The atrophy of the ACA’s exchanges has inadvertently done much of the work for us, as they have turned into something resembling a defined-benefit version of a high-risk pool. The exchanges guaranteed that individuals’ premiums and out-of-pocket health-care expenses will not exceed a certain proportion of their income, and a subsidy is provided only to purchase the second-cheapest available benchmark plan. Instead of encouraging insurers to inflate the expense of providing care to the uninsurable over time, this ensures that subsidies are reduced by the competitive efforts of plans to cut costs through efficient benefit design and provider payment.
However, exchange subsidies are currently provided to many healthy individuals who have no need for them. Rating regulations should therefore be repealed for plans outside of the exchange to allow individuals to purchase actuarially priced plans that cover no more than the health risks against which they wish to insure themselves. This would ensure that the exchanges fully shrink into a high-risk pool, and that the associated subsidies become limited to those who genuinely do need them. It would also free the millions of healthy individuals trapped in costly exchange plans (and millions more who have been unable to afford insurance altogether) to buy policies that closely meet their needs, and allow a stable pool of chronically ill beneficiaries to receive coverage from carriers who actually want their business.
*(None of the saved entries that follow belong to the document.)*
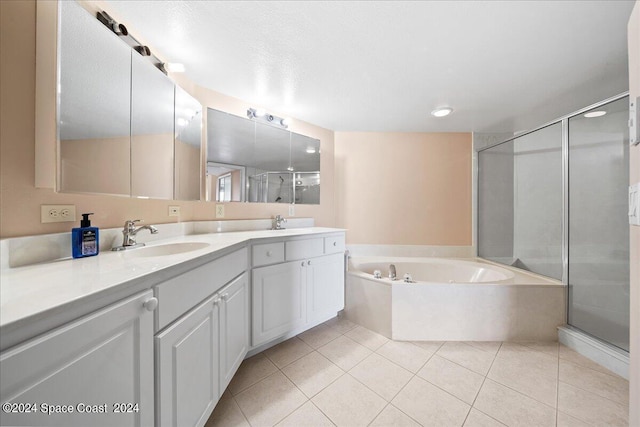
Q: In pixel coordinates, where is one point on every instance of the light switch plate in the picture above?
(57, 213)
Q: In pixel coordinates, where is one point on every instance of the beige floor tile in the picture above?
(612, 387)
(527, 371)
(430, 346)
(591, 408)
(480, 419)
(565, 420)
(312, 373)
(573, 356)
(349, 403)
(251, 371)
(489, 346)
(549, 348)
(513, 408)
(340, 324)
(453, 378)
(270, 400)
(405, 354)
(367, 338)
(344, 352)
(319, 335)
(382, 376)
(227, 414)
(468, 356)
(393, 417)
(429, 405)
(288, 351)
(308, 415)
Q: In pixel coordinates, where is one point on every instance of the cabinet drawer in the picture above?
(268, 253)
(176, 296)
(334, 244)
(299, 249)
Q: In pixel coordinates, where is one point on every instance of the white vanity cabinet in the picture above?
(200, 350)
(94, 371)
(302, 287)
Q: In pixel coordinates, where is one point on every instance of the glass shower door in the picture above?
(598, 223)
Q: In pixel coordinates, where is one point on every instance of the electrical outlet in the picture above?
(57, 213)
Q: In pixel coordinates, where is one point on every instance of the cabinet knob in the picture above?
(150, 304)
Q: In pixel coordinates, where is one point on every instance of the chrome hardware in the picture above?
(278, 221)
(392, 272)
(150, 304)
(129, 234)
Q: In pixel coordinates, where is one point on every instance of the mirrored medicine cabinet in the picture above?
(250, 161)
(124, 127)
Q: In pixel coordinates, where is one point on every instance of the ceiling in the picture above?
(504, 66)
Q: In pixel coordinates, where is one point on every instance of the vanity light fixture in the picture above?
(592, 114)
(259, 114)
(175, 67)
(442, 112)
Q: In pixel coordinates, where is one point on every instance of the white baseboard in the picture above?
(612, 358)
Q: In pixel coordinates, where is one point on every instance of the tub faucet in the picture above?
(129, 234)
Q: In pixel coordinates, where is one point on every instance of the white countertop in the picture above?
(35, 291)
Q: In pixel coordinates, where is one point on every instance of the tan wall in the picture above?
(404, 188)
(19, 199)
(634, 91)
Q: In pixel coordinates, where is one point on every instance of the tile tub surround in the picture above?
(454, 384)
(530, 307)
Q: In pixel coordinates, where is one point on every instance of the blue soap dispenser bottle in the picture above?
(85, 239)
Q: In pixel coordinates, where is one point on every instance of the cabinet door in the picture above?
(187, 365)
(234, 328)
(325, 287)
(278, 298)
(102, 359)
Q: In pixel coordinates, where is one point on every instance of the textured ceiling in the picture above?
(503, 66)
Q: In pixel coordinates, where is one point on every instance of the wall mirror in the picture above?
(124, 127)
(250, 161)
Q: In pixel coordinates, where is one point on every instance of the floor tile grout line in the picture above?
(473, 404)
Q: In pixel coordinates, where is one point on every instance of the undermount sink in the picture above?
(167, 249)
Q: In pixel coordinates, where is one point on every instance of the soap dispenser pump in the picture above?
(85, 239)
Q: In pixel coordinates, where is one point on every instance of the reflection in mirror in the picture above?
(151, 131)
(94, 105)
(257, 162)
(188, 137)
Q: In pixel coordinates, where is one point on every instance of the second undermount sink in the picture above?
(167, 249)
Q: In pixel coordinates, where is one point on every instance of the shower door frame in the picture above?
(564, 120)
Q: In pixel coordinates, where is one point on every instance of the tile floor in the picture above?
(342, 374)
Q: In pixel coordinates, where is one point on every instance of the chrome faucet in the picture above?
(129, 234)
(278, 221)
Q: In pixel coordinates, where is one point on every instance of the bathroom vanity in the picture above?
(145, 339)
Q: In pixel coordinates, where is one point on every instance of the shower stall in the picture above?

Absent a practical plan to cover those with pre-existing conditions, no Obamacare replacement is likely to get off the ground. High-risk pools are the best way to direct subsidies at those who need them most, while freeing the marketplace from the unwieldy, dysfunctional, and anti-competitive system of cross-subsidies. If the GOP does not take the opportunity to offer a narrowly tailored solution to the current problem, the Democrats will be more than glad to take charge for another round of their own sweeping brand of health-care reform down the road.